I started my maternity leave end of October. I'm a primary school teacher. I'm due back middle of July. I am loving time with my son so much that I do sit there every now and again and think how am I going to go back full time? I love my job but we have to be in at 8.00 and cannot leave until 4.30 even though the children leave at 3.25. Then there is the planning and marking each night and at the weekend. Fine when I didn't have my little man but if I am to go back and do this, I'll never see him! So my husband and I have discussed this and we can cope financially with me working part time.

My query to you all is when should I go and tell the head teacher? I am thinking as soon as possible? She is notorious for not giving people part time- with the exception of one lady who returned from maternity leave in September last year. So if she says no to me should I say I'm confused as a colleague has had part time this year- or will that come across rude?

If I don't get part time I'll have to look elsewhere for part time but I'm not sure on the rules of my maternity pay- would I have to pay some back if I don't return to my original school?

Thank you all in advance! Xxx

confusedandemployed Mon 09-Feb-15 06:20:43

If you have been employed for 26 weeks or more you have a legal right to request past time working. Your head must consider your request and if she refuses she must give a genuine business request for doing so. There are 7 or 8stated possible business reasons.
You should be awaelre that requests are considered on a case by case basis -, just because she agreed to someone's request last year it doesn't mean she must agree your request. This is because the circumstances are not the same: the very fact she already has one part timer could mean that any more part timers would be unfeasible due to staffing or logistical issues. So she would be perfectly justified in saying no.
I would make your request asap. Google 'flexible working requests' - you need to use wording which makes it clear that it is a request under your statutory rights and you should read up on the legitimate business reasons for refusal. This will enable you to try and anticipate possible problems and offer solutions for them in your request.

FishWithABicycle Mon 09-Feb-15 06:24:16

Could you talk to this other part-time person in confidence and ask their advice? Are your roles and skills similar enough that a jobshare between the two of you would work?
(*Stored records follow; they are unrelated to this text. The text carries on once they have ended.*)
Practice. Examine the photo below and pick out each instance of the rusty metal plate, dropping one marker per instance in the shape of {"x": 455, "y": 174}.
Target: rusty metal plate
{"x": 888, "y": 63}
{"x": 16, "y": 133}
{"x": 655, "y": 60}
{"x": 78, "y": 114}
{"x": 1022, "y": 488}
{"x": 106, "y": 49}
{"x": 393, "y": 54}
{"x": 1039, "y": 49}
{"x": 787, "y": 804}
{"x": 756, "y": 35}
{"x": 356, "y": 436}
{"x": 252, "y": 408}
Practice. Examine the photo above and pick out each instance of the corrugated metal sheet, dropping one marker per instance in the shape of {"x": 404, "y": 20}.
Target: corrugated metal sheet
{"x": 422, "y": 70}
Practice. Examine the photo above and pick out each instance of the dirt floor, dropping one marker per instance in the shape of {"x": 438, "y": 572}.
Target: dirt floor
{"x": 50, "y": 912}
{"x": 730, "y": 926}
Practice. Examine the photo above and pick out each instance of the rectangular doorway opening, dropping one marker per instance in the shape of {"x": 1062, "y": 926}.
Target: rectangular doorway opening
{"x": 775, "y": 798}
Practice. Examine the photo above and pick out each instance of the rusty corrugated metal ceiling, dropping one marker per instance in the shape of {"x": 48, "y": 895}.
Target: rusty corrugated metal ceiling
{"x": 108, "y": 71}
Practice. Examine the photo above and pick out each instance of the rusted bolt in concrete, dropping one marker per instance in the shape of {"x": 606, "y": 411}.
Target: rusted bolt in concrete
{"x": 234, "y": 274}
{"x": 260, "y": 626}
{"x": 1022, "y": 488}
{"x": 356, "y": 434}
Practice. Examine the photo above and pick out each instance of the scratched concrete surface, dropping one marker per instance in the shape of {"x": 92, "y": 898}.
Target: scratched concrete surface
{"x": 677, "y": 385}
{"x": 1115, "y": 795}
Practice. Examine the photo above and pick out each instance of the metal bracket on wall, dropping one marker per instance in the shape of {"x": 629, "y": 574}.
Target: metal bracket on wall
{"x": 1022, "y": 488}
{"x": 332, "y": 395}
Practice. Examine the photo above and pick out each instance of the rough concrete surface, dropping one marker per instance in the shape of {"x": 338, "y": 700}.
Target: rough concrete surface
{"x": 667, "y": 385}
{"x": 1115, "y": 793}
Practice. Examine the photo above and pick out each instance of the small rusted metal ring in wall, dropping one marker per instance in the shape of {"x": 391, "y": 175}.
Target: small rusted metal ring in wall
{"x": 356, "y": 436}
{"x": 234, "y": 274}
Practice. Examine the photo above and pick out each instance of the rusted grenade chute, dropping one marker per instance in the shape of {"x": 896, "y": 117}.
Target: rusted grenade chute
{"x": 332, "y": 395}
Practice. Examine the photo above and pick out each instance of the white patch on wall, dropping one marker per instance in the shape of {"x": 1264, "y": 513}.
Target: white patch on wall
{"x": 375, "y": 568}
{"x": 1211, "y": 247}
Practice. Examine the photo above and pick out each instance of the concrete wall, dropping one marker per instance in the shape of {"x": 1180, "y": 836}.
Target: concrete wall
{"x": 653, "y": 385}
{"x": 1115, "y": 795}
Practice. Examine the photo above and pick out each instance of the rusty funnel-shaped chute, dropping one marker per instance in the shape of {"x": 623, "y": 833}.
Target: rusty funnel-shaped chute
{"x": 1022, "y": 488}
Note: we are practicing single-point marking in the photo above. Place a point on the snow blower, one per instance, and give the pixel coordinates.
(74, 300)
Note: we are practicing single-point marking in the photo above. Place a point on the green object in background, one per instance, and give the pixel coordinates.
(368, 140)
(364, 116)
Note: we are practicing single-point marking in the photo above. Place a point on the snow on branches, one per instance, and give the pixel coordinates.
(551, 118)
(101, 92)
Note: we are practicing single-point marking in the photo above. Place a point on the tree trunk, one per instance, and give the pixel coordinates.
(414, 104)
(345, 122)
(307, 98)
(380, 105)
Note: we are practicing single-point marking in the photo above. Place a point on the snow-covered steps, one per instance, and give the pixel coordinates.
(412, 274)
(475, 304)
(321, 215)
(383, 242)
Rose138 Mon 09-Feb-15 07:58:11

Thank you so much.

I've googled those areas and now feel clearer about the process, thank you. It does however say about putting the request in writing but I feel that it may come across badly if I just send in the letter. I know that it the correct step to take but I think I will take in the letter and speak to the head teacher about it's content rather than just sending it in. I have been at the school for 3 years so I want to handle this in the correct way.

Fingers crossed! Xxx

flowery Mon 09-Feb-15 08:23:44

I agree with you that just sending the letter could come across badly. You do need to put it in writing to benefit from the legislation but do talk to your HT as well.

As has been said, the fact that another request was granted doesn't automatically mean every future request must also be granted. So don't say you're "confused" by a refusal. However a previous request can be helpful in terms of specifics. If the HT is concerned about your request for x, y, z reason, and you can demonstrate that in your colleague's case, that isn't a problem, or is being handled successfully in x way, that may help you. Anticipate the possible sticking points and address them in your request.